Discours prononcé pour la distribution des prix à l’université Saint-Joseph à Beyrouth.
« Une assemblée est un concert de sentiments. La belle cérémonie qui nous réunit aujourd’hui ne laisse pas d’en susciter de nombreux : chez les maîtres, juste fierté de l’œuvre accomplie ; chez les disciples, joie du repos bien gagné ; chez les parents satisfaction du savoir acquis par leurs fils et sollicitude pour demain […] Quels que soient nos âges et nos fonctions, nous ressentons tous une émotion pareille à la vue de la belle jeunesse dont voici les rangs pressés. La jeunesse répand autour d’elle la contagion de l’ardeur. Imprégnée d’espérances, elle s’embellit par surcroît de toutes celles que ses aînés reportent sur elle. Après les épreuves traversées, nous mesurons mieux que jamais tout ce qu’il y a de précieux dans cette réserve de forces où la race des hommes puise pour se renouveler.

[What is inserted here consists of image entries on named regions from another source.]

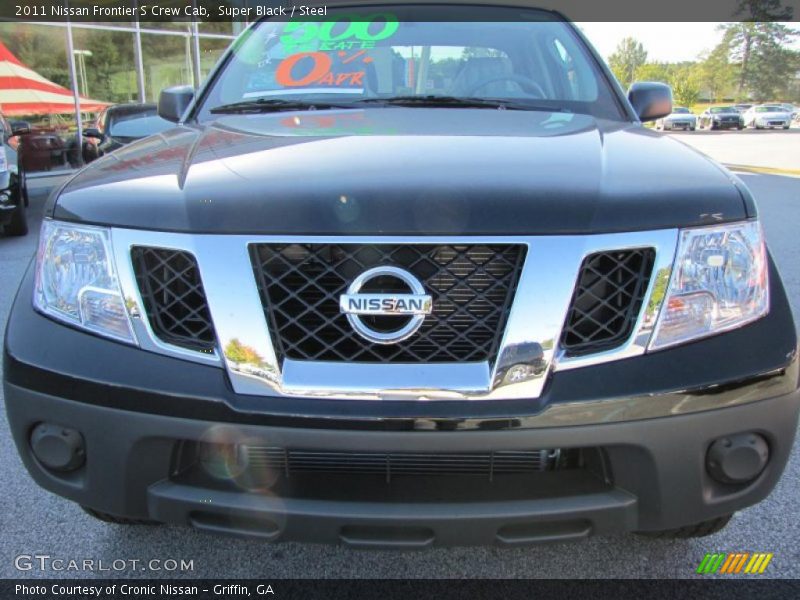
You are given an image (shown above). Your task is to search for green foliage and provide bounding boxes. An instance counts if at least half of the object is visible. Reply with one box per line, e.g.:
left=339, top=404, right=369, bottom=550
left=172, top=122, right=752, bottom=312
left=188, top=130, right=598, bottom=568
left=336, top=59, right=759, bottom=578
left=608, top=37, right=647, bottom=89
left=225, top=338, right=264, bottom=365
left=698, top=39, right=736, bottom=102
left=669, top=64, right=700, bottom=106
left=721, top=18, right=798, bottom=101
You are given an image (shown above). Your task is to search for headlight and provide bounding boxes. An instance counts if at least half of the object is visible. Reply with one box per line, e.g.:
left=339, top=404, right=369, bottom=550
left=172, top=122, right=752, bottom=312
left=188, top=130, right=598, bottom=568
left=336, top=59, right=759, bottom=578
left=33, top=221, right=135, bottom=343
left=650, top=221, right=769, bottom=350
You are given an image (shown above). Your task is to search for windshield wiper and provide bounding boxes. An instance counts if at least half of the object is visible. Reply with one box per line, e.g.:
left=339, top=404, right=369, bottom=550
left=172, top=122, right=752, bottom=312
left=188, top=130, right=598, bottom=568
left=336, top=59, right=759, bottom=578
left=209, top=98, right=354, bottom=114
left=354, top=95, right=570, bottom=112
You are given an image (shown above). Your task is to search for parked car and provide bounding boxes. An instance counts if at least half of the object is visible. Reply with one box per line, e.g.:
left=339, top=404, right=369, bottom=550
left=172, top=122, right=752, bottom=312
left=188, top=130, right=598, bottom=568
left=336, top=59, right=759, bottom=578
left=3, top=3, right=800, bottom=550
left=743, top=104, right=792, bottom=129
left=697, top=106, right=744, bottom=129
left=83, top=104, right=173, bottom=162
left=656, top=106, right=697, bottom=131
left=17, top=127, right=70, bottom=173
left=0, top=115, right=28, bottom=236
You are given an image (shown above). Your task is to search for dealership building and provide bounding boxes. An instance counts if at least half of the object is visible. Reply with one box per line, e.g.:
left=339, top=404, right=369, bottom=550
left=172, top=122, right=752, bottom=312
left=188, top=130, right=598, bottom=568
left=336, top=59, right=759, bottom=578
left=0, top=15, right=246, bottom=174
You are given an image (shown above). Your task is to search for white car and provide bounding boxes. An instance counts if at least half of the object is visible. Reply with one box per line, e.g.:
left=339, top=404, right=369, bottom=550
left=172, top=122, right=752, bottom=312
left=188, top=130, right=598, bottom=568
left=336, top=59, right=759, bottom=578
left=656, top=106, right=697, bottom=131
left=744, top=104, right=792, bottom=129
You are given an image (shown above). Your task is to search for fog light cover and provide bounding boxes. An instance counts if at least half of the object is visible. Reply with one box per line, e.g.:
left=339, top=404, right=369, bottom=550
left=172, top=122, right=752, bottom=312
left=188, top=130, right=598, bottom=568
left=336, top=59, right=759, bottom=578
left=33, top=221, right=134, bottom=343
left=650, top=221, right=769, bottom=350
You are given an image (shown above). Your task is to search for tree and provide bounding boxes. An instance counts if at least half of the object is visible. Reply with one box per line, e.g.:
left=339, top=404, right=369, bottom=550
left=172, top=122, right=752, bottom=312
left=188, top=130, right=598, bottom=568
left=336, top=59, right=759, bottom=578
left=636, top=62, right=672, bottom=83
left=608, top=37, right=647, bottom=89
left=669, top=64, right=700, bottom=106
left=720, top=0, right=797, bottom=100
left=698, top=40, right=736, bottom=102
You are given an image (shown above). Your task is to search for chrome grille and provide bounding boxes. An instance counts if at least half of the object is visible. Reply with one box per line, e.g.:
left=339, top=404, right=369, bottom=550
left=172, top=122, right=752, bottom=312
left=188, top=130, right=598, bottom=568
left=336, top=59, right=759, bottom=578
left=561, top=248, right=655, bottom=356
left=131, top=246, right=216, bottom=352
left=250, top=244, right=525, bottom=363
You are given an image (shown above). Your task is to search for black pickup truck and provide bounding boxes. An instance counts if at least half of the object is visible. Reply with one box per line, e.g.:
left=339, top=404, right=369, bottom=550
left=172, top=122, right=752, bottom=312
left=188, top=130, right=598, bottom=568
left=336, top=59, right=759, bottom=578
left=4, top=5, right=800, bottom=549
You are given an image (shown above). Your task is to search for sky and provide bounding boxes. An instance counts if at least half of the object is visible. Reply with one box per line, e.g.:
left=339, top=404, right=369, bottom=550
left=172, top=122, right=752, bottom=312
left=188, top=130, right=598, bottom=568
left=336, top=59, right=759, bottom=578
left=578, top=22, right=800, bottom=62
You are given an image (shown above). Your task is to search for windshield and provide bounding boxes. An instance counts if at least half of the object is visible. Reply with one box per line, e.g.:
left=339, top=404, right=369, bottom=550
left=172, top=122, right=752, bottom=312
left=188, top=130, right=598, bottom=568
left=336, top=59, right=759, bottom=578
left=108, top=109, right=174, bottom=138
left=198, top=10, right=624, bottom=120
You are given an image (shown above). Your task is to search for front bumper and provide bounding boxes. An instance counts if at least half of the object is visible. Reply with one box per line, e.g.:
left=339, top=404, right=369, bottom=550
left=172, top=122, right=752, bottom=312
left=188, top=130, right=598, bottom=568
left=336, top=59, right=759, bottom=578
left=4, top=260, right=800, bottom=548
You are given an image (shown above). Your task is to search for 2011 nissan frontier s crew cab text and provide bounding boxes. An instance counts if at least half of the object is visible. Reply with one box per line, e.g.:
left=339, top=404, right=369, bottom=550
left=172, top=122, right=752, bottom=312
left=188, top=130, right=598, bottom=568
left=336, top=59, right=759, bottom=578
left=3, top=0, right=800, bottom=549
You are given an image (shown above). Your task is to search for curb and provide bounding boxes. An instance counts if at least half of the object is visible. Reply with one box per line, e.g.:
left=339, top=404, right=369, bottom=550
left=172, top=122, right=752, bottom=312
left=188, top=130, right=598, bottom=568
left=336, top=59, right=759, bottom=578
left=725, top=163, right=800, bottom=177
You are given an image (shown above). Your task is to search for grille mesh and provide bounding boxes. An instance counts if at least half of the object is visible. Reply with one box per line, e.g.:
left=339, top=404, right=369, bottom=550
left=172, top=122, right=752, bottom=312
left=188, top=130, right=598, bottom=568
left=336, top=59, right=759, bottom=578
left=131, top=246, right=216, bottom=352
left=561, top=248, right=655, bottom=356
left=250, top=244, right=525, bottom=363
left=231, top=446, right=559, bottom=478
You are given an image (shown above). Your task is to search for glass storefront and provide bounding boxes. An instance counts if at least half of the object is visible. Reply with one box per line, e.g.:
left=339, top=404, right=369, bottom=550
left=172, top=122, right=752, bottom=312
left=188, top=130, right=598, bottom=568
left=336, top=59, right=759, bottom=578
left=0, top=22, right=239, bottom=174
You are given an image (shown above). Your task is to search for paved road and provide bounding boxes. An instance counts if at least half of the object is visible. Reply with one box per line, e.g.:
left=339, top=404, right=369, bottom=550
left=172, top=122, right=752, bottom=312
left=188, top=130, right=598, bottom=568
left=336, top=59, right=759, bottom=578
left=0, top=174, right=800, bottom=579
left=665, top=127, right=800, bottom=172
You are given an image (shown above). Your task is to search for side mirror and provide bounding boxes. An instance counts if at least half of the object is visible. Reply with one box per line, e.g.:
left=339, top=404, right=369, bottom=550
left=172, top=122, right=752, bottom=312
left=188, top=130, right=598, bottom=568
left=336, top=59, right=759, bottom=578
left=628, top=81, right=672, bottom=121
left=158, top=85, right=194, bottom=123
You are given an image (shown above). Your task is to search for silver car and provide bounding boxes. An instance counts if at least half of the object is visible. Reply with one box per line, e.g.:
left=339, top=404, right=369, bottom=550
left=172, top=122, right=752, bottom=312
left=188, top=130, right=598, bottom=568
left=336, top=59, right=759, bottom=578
left=744, top=104, right=792, bottom=129
left=656, top=106, right=697, bottom=131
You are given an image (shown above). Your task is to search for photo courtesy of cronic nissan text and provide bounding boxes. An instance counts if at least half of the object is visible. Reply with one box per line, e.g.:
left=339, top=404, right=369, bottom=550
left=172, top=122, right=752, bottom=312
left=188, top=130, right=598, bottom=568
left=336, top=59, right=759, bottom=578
left=0, top=0, right=800, bottom=600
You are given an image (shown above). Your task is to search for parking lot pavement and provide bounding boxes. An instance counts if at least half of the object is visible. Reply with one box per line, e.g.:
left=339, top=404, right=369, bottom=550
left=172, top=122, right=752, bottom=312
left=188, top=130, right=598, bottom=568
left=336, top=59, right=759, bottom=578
left=664, top=126, right=800, bottom=174
left=0, top=171, right=800, bottom=579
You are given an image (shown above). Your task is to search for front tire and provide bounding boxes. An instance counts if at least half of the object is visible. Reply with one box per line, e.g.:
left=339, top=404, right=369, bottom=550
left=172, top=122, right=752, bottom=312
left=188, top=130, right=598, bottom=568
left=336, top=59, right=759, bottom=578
left=637, top=514, right=733, bottom=540
left=81, top=504, right=160, bottom=525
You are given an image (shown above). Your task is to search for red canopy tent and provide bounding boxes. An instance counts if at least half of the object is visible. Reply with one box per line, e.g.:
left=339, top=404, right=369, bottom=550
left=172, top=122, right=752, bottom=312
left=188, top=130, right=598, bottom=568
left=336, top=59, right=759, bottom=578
left=0, top=42, right=110, bottom=117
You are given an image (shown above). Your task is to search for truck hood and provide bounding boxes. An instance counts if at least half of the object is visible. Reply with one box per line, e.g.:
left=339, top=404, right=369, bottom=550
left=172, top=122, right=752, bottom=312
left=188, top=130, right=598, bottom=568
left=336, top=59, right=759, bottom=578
left=51, top=108, right=748, bottom=235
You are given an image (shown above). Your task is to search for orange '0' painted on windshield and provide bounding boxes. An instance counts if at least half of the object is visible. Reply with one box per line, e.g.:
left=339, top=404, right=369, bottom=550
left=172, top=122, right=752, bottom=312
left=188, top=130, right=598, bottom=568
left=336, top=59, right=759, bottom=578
left=275, top=52, right=333, bottom=87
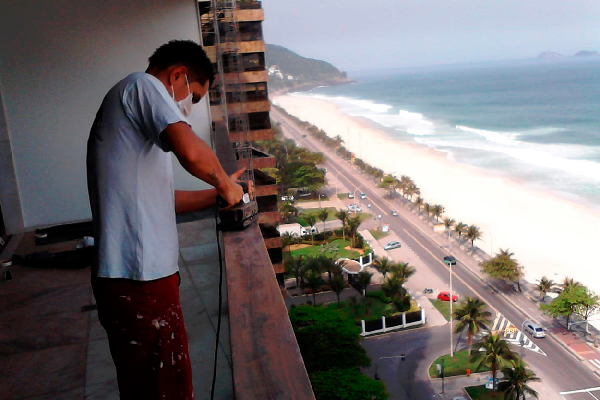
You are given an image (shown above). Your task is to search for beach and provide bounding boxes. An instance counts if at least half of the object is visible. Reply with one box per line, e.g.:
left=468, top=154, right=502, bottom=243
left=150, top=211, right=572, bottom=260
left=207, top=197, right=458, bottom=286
left=273, top=93, right=600, bottom=293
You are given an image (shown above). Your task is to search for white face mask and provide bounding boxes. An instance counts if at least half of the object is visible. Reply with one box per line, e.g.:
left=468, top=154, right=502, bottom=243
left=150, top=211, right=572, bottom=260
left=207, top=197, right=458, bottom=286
left=171, top=74, right=194, bottom=117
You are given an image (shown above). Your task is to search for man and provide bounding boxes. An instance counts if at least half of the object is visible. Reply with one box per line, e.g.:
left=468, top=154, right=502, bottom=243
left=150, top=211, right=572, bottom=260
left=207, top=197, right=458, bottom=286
left=87, top=41, right=243, bottom=399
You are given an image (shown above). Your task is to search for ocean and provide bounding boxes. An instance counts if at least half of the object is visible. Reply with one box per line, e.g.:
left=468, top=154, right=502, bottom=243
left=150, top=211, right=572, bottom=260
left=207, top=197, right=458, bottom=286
left=304, top=57, right=600, bottom=211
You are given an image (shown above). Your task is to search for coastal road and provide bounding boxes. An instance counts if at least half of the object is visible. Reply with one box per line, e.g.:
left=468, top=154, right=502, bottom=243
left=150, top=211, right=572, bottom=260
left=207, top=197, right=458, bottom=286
left=272, top=109, right=600, bottom=400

Certes c’est bien d’un renouveau qu’a besoin le monde. Jeunes gens de quel cachet marquerez-vous votre temps ? […] L’Hellénisme, la force romaine, la diffusion du Christianisme, l’ordre classique, la Révolution française, l’impérialisme récent, l’évolution sociale d’aujourd’hui, n’ont pas tenu seulement aux circonstances. Ces grands mouvements ne se concevraient point sans la flamme des esprits et des âmes, la passion pour un idéal. […] Oui, le dévouement au bien commun, voilà ce qui est nécessaire, puisque le moment est venu de rebâtir. Et justement, pour vous, jeunesse libanaise, ce grand devoir prend un sens immédiat et impérieux, car c’est une patrie que vous avez à faire. Sur ce sol merveilleux et pétri d’histoire, appuyés au rempart de vos montagnes, liés par la mer aux activités de l’Occident, aidés par la sagesse et par la force de la France, il vous appartient de construire un état. […] Point d’état sans sacrifices ! D’ailleurs, c’est bien de sacrifices qu’est sorti l’État du Liban. Le Beyrouth nouveau le sait, qui a consacré ses deux premiers monuments à la mémoire de vos Martyrs et à la gloire des soldats français. […]
Oui, la jeunesse libanaise, qui demain sortira d’ici, sera bien préparée à sa tâche
nationale. […] cette élite sera le ferment d’un peuple chargé désormais des lourds devoirs de la liberté. »
LNC, p. 728.
On joint le tapuscrit avec des corrections autographes (3 pages in-4).